Ed had noticed that the shorter Neanderthal fragments in our 454 data contained more G and C nucleotides than the long ones. G and C nucleotides tend to mutate more often than A and T nucleotides, so this could lead to more differences between present-day humans and Neanderthals in the short (and GC-rich) sequences than in the long (and AT-rich) sequences. To test this, Ed matched up short and long Neanderthal fragments to the corresponding sequences in the human reference genome and compared those sequences in the reference human genome to those from other present-day humans. Although those comparisons did not include any Neanderthal sequences at all, they nonetheless showed that the human sequences corresponding to the shorter Neanderthal sequences had more differences from other human sequences than the longer ones. This observation suggested that the GC-rich sequences simply mutated faster, so maybe it would account for the higher number of differences seen in the shorter sequences. Before we could be certain, however, other factors also needed to be considered, especially the way in which we mapped Neanderthal sequences to the human reference genome sequence. Ed noticed that longer fragments of Neanderthal DNA had a better chance of being matched in the correct position in the human genome than shorter fragments, simply because they contained more sequence information. Therefore, a higher percentage of the short fragments might actually be bacterial DNA fragments that just happened to be similar to some part of the human reference genome. This, then, also might contribute to the observation that the shorter fragments contained more differences from the human reference genome. Such a phenomenon might have been overlooked in other ancient data sets—for example, the mammoth data, where fragments were on average longer. But I felt very uneasy. It seemed that every day we uncovered new things about how short and long DNA fragments differed in terms of how they behaved in our analyses. Obviously, we did not understand everything that was going on. What’s more, we still hadn’t excluded the possibility that our samples were contaminated by modern human DNA.

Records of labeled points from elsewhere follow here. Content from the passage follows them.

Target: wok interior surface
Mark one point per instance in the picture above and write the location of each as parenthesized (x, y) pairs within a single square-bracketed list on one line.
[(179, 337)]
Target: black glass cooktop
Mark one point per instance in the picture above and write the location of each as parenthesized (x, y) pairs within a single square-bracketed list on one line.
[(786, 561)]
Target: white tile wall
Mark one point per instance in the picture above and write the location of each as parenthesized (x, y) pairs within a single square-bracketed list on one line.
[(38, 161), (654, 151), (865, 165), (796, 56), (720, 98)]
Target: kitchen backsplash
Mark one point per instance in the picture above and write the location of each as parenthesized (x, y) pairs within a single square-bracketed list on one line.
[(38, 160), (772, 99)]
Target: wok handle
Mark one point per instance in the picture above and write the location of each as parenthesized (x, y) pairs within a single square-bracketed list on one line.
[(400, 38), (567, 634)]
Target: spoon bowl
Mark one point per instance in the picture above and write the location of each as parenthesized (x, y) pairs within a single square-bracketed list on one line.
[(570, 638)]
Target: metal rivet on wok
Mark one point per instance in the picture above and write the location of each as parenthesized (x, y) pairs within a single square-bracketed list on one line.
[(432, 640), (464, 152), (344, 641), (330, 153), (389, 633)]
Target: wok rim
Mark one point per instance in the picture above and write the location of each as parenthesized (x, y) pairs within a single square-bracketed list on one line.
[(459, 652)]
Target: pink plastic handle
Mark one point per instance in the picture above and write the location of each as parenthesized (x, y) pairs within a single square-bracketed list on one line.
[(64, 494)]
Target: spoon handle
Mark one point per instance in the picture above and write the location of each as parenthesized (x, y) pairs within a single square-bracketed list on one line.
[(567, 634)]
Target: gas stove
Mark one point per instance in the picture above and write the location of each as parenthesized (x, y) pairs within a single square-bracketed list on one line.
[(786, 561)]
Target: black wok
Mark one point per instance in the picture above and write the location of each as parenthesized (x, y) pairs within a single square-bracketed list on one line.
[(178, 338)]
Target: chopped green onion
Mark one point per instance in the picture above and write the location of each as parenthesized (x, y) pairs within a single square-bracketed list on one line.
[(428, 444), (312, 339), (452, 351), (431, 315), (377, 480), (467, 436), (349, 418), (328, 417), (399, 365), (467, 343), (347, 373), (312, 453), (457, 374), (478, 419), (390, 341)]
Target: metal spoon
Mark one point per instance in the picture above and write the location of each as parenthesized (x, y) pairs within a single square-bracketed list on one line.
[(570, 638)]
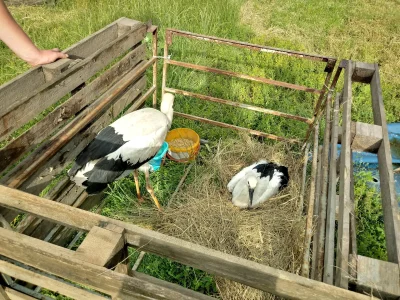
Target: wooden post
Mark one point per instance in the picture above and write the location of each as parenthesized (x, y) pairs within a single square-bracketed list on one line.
[(303, 181), (389, 202), (305, 269), (324, 188), (342, 257), (317, 203), (331, 206)]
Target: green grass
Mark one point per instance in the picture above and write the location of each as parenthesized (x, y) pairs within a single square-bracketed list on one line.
[(361, 30), (370, 228)]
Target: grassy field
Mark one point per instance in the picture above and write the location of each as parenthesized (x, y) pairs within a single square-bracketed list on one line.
[(361, 30)]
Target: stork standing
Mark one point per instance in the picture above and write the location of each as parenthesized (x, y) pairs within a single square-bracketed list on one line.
[(124, 146), (255, 184)]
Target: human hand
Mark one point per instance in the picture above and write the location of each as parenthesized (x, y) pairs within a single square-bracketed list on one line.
[(43, 57)]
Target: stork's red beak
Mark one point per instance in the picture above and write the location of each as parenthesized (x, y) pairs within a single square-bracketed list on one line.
[(251, 193)]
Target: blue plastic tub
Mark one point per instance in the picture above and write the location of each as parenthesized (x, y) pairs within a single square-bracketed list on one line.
[(155, 163)]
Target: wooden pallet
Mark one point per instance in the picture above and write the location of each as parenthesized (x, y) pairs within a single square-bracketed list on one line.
[(103, 78), (115, 236), (369, 275)]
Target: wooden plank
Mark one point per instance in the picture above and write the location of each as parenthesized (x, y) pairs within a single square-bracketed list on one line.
[(61, 262), (21, 88), (268, 279), (388, 192), (100, 245), (15, 295), (378, 276), (342, 259), (41, 177), (317, 203), (305, 268), (353, 230), (3, 294), (363, 72), (70, 79), (48, 150), (46, 282), (364, 137), (61, 115), (324, 191), (367, 138), (329, 255)]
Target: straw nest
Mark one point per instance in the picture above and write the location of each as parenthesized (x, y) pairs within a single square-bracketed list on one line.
[(203, 214)]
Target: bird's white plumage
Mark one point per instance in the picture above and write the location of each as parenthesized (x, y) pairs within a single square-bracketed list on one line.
[(251, 178), (126, 144)]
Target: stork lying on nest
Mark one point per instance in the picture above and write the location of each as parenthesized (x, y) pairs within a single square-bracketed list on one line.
[(126, 145), (255, 184)]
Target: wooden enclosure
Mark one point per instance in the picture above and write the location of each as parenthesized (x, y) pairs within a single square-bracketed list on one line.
[(104, 77)]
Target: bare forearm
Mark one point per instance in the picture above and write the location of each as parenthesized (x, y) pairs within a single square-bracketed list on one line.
[(14, 37)]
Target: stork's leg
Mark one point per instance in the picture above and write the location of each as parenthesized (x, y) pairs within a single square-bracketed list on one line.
[(150, 190), (136, 176)]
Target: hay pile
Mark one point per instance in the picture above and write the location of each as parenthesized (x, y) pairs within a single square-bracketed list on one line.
[(271, 235)]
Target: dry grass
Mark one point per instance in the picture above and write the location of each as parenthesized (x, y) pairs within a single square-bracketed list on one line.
[(271, 235)]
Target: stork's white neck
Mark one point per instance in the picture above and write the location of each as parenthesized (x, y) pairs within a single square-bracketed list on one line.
[(167, 107)]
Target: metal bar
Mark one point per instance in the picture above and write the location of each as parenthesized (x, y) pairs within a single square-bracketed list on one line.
[(305, 269), (75, 126), (329, 254), (225, 125), (239, 44), (316, 117), (154, 30), (238, 104), (243, 76), (321, 97)]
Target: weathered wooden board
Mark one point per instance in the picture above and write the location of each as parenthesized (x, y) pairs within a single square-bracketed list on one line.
[(342, 258), (24, 86), (61, 262), (3, 294), (67, 154), (363, 72), (317, 200), (305, 268), (324, 191), (331, 205), (378, 276), (364, 137), (70, 79), (62, 158), (388, 192), (101, 245), (46, 282), (268, 279), (61, 115), (15, 295)]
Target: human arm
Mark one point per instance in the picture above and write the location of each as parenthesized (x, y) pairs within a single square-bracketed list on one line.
[(18, 41)]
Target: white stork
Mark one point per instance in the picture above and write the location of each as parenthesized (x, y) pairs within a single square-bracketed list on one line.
[(122, 147), (255, 184)]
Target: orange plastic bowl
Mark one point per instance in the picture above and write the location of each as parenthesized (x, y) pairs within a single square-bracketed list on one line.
[(184, 144)]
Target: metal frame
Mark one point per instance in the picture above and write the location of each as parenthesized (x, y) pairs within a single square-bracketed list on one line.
[(330, 64)]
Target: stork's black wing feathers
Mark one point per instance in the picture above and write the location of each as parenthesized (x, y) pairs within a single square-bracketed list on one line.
[(267, 169), (106, 171), (106, 142)]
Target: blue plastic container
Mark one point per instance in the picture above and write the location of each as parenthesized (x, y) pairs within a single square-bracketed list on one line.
[(155, 163)]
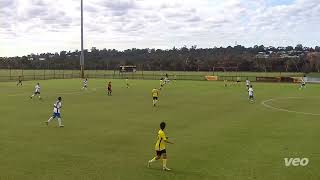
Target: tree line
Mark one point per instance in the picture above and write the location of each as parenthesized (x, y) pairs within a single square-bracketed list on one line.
[(237, 58)]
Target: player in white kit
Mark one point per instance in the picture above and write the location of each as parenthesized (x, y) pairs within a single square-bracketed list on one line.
[(56, 112), (251, 94), (37, 89)]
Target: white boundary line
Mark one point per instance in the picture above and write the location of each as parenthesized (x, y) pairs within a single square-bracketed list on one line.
[(264, 103), (64, 93)]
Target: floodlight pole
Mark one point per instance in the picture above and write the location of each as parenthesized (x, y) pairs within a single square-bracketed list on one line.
[(82, 53)]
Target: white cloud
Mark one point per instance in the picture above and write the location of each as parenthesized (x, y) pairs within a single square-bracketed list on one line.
[(35, 26)]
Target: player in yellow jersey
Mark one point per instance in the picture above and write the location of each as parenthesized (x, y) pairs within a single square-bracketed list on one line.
[(155, 96), (160, 148)]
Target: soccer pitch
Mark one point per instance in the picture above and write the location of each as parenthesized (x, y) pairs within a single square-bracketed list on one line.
[(218, 133)]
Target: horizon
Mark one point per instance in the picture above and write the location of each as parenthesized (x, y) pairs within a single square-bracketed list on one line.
[(37, 26)]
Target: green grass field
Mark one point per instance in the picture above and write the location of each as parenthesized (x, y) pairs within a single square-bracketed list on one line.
[(217, 133), (13, 74)]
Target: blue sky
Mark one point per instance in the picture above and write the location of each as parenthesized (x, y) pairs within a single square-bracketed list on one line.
[(279, 2), (37, 26)]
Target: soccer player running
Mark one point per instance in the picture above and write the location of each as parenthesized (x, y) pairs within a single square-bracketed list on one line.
[(19, 81), (85, 84), (247, 83), (303, 83), (56, 112), (155, 96), (251, 95), (127, 82), (161, 83), (109, 89), (160, 148), (36, 91)]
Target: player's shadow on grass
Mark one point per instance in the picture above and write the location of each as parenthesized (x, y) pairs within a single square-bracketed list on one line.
[(182, 173)]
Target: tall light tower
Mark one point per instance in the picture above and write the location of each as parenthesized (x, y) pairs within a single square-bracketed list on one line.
[(82, 53)]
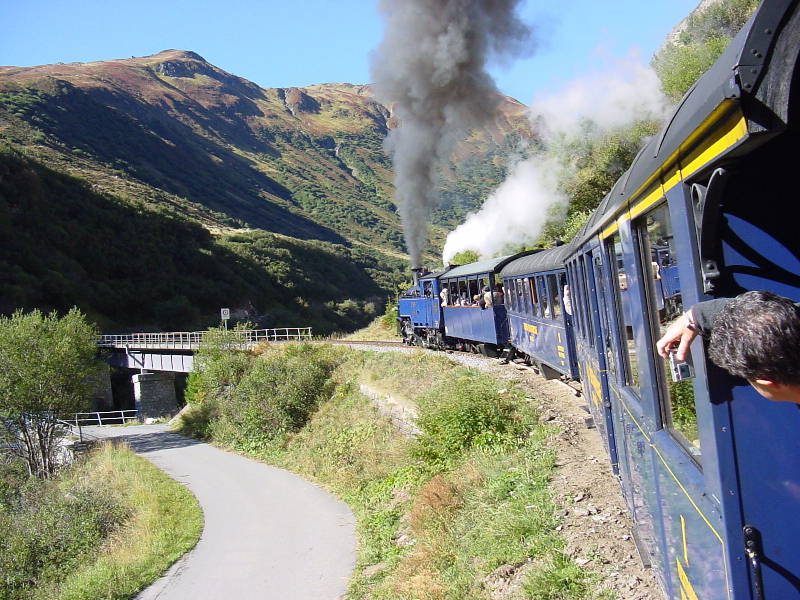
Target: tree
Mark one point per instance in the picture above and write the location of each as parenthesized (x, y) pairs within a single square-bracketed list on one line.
[(706, 34), (46, 369)]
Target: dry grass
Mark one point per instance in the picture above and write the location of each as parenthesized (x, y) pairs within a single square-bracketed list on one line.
[(166, 523)]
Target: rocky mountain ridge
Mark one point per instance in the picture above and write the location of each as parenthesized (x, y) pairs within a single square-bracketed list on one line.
[(305, 162)]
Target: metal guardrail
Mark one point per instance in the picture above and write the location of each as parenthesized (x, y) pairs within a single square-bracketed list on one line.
[(112, 417), (191, 340)]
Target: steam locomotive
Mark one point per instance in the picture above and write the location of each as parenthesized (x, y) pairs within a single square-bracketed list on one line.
[(710, 470)]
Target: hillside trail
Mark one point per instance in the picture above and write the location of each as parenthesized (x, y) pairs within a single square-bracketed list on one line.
[(268, 533)]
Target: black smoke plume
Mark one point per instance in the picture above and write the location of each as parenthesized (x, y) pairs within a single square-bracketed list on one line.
[(431, 69)]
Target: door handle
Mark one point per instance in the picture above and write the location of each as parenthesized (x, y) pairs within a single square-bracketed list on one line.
[(755, 551)]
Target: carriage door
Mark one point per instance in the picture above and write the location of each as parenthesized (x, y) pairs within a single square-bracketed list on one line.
[(599, 381), (760, 251)]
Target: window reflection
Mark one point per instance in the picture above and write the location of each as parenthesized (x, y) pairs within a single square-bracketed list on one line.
[(624, 312), (660, 259)]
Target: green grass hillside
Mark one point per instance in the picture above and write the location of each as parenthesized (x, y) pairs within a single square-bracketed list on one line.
[(151, 191), (129, 263)]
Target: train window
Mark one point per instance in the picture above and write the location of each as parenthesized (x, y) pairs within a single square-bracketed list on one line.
[(462, 291), (514, 293), (541, 293), (566, 293), (619, 278), (530, 284), (660, 261), (584, 303), (555, 296), (473, 290)]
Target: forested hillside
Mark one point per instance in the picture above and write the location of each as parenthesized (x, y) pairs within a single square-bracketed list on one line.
[(151, 191)]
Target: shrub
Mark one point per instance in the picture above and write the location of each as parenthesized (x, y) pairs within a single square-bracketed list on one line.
[(46, 531), (464, 413), (274, 396)]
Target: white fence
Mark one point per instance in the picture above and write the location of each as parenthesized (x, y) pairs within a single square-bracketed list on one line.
[(111, 417), (191, 340)]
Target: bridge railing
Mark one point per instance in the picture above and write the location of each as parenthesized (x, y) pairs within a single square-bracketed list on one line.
[(108, 417), (191, 340)]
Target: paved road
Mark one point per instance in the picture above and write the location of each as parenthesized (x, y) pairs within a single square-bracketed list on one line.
[(268, 533)]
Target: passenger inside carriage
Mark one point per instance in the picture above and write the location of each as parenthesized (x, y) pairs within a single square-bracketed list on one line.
[(755, 336)]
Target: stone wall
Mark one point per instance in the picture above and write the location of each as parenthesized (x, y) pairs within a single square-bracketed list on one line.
[(154, 394)]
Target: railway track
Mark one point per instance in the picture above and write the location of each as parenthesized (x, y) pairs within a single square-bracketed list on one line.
[(575, 386)]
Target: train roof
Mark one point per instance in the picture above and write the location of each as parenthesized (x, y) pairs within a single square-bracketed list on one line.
[(491, 265), (434, 274), (716, 88), (546, 260)]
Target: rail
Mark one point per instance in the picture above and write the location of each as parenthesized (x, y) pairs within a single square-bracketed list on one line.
[(111, 417), (191, 340)]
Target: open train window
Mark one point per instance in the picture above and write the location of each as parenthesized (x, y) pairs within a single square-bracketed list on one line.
[(660, 261), (555, 296), (585, 303), (531, 283), (524, 295), (543, 301), (624, 313)]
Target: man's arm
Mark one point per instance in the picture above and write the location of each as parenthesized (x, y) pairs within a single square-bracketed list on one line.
[(698, 320)]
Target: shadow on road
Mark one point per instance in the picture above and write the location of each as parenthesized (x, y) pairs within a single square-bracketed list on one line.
[(150, 442), (144, 441)]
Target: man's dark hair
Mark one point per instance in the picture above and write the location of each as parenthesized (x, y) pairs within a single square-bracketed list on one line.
[(757, 336)]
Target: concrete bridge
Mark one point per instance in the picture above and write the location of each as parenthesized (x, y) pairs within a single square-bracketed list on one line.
[(158, 356)]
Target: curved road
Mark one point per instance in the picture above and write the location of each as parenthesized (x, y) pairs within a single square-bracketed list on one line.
[(268, 533)]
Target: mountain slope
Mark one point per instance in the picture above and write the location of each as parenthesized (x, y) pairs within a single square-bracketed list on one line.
[(171, 134)]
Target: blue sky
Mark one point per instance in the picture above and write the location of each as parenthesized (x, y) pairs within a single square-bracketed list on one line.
[(280, 43)]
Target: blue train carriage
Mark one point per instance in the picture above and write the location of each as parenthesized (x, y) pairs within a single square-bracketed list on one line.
[(468, 324), (539, 307), (710, 470), (419, 311)]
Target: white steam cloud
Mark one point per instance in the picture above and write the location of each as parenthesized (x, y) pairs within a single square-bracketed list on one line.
[(514, 214), (431, 69)]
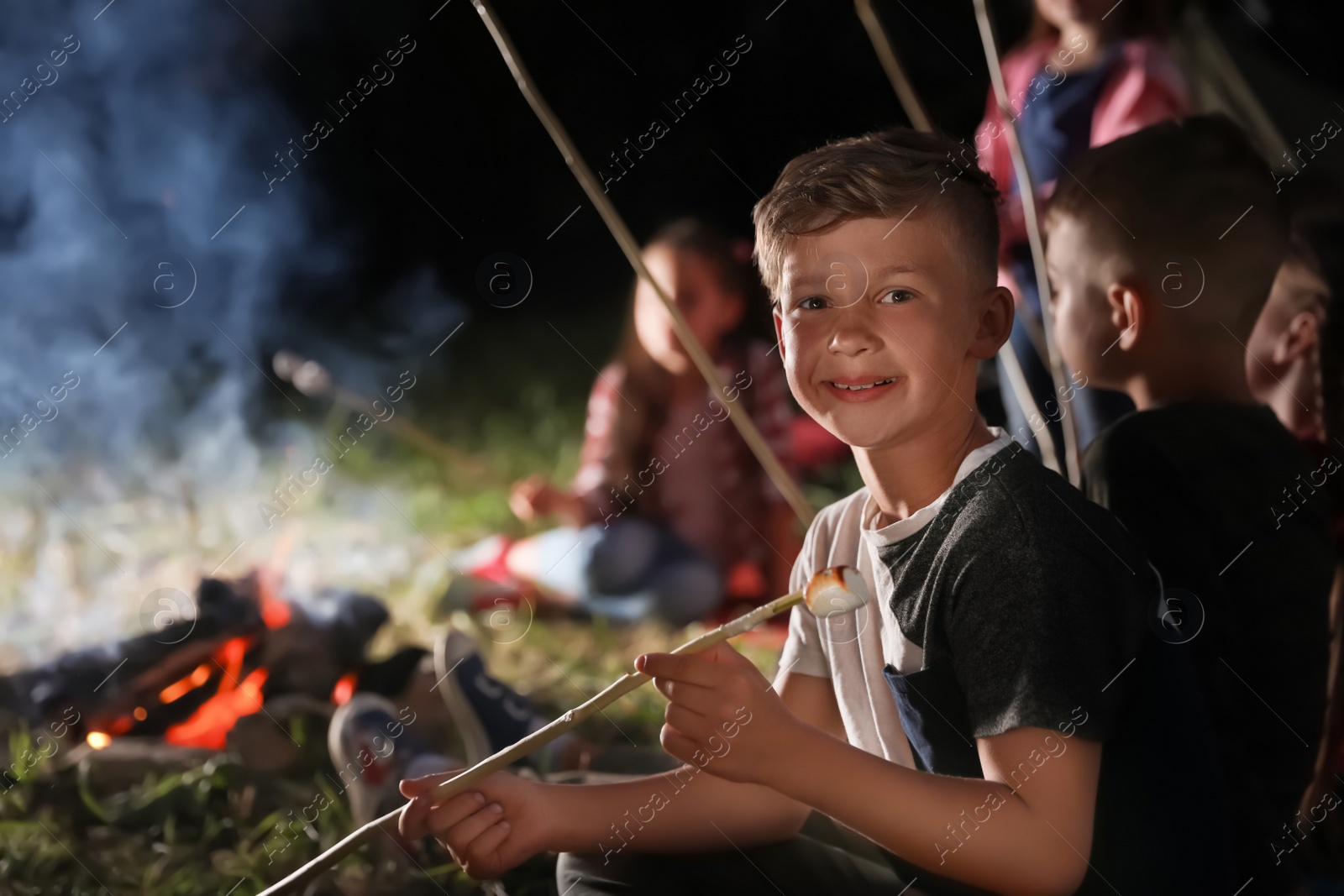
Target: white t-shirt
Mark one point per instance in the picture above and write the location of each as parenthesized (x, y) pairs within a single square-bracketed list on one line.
[(853, 649)]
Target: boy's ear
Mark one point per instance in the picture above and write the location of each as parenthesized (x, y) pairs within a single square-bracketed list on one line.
[(1128, 313), (1301, 336), (995, 324)]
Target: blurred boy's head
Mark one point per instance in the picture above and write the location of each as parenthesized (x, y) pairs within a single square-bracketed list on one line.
[(702, 275), (879, 253), (1163, 248), (1294, 359)]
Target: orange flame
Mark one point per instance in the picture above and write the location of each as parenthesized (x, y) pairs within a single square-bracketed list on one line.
[(176, 689), (344, 689), (214, 719)]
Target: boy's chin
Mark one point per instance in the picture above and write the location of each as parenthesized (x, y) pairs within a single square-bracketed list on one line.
[(864, 437)]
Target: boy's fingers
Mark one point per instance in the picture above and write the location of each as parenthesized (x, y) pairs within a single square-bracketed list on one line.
[(461, 833), (685, 694), (488, 841), (679, 667), (412, 824), (685, 720), (416, 786), (447, 815)]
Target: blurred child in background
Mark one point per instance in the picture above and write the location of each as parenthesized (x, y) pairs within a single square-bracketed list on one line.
[(1089, 71), (1202, 473), (1294, 363), (669, 511)]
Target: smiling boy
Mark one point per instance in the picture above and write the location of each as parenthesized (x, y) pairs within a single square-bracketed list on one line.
[(991, 720)]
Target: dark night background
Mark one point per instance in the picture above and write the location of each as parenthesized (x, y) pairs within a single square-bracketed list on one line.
[(457, 129)]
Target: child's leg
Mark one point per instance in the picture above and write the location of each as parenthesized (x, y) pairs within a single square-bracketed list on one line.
[(797, 866), (554, 560), (628, 571), (640, 570)]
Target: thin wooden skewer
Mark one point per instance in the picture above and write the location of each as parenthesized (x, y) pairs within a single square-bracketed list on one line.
[(1027, 192), (750, 434), (528, 745), (891, 65), (920, 118)]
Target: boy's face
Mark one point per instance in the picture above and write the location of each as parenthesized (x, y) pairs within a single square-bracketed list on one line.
[(879, 329), (1079, 277)]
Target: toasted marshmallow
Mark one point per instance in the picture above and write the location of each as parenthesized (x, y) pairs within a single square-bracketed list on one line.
[(835, 590)]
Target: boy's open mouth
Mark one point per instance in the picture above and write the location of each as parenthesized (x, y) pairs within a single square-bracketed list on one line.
[(857, 387)]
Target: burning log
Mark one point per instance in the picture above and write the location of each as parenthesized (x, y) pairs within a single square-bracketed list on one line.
[(244, 645), (832, 591)]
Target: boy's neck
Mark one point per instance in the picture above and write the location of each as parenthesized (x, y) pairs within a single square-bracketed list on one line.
[(1092, 38), (1195, 379), (906, 477)]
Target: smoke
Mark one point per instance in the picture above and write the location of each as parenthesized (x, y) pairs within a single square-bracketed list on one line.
[(141, 254)]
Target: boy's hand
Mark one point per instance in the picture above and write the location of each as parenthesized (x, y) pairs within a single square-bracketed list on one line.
[(531, 497), (483, 840), (722, 715)]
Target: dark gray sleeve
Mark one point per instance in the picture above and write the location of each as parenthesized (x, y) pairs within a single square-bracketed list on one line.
[(1037, 629)]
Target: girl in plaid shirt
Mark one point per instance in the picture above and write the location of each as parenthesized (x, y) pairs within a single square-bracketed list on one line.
[(669, 512)]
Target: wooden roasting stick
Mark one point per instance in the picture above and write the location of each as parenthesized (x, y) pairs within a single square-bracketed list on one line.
[(920, 120), (828, 593), (1027, 192), (750, 434)]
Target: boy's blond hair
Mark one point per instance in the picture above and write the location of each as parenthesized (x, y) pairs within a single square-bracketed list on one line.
[(887, 174), (1193, 187)]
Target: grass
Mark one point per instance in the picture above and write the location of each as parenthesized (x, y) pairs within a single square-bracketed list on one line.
[(383, 521)]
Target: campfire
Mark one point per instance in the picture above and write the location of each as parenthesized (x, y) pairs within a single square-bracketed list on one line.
[(239, 645)]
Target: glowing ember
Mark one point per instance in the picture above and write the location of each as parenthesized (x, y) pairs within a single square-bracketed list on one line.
[(215, 718), (344, 689), (179, 688)]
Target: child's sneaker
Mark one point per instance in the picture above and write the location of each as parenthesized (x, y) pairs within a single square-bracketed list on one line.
[(373, 750), (490, 714)]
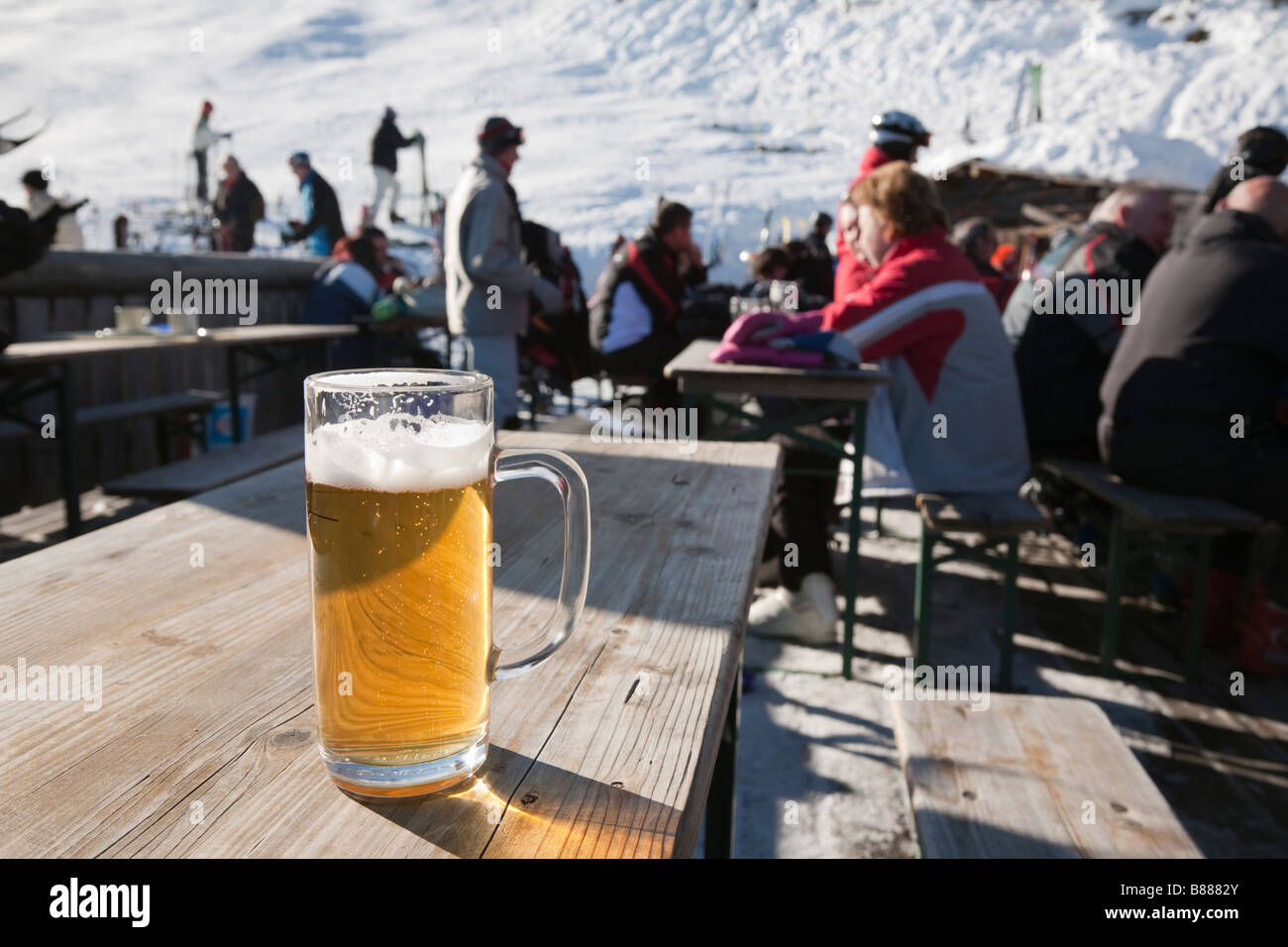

We had, of course, considered the possibility of contamination from the outset. In the extracts we sent to Eddy and to 454, we had assayed the level of contamination based on mtDNA and found it to be low. We knew that contamination could have entered the extracts once they had left our laboratory; we had even put a caveat about this in our
Nature
manuscript. I felt strongly that the only solid assay for contamination we had was the one based on assessing the observed mtDNA fragments, since the mtDNA was the only part of the genome where we
knew
about differences between Neanderthals and modern humans. Everything else was influenced by imponderables, such as differences in GC content, differences in mismapped bacterial DNA fragments, and other unknown factors. So I argued that we should look again at the mitochondrial DNA in the sequences that had been determined by 454.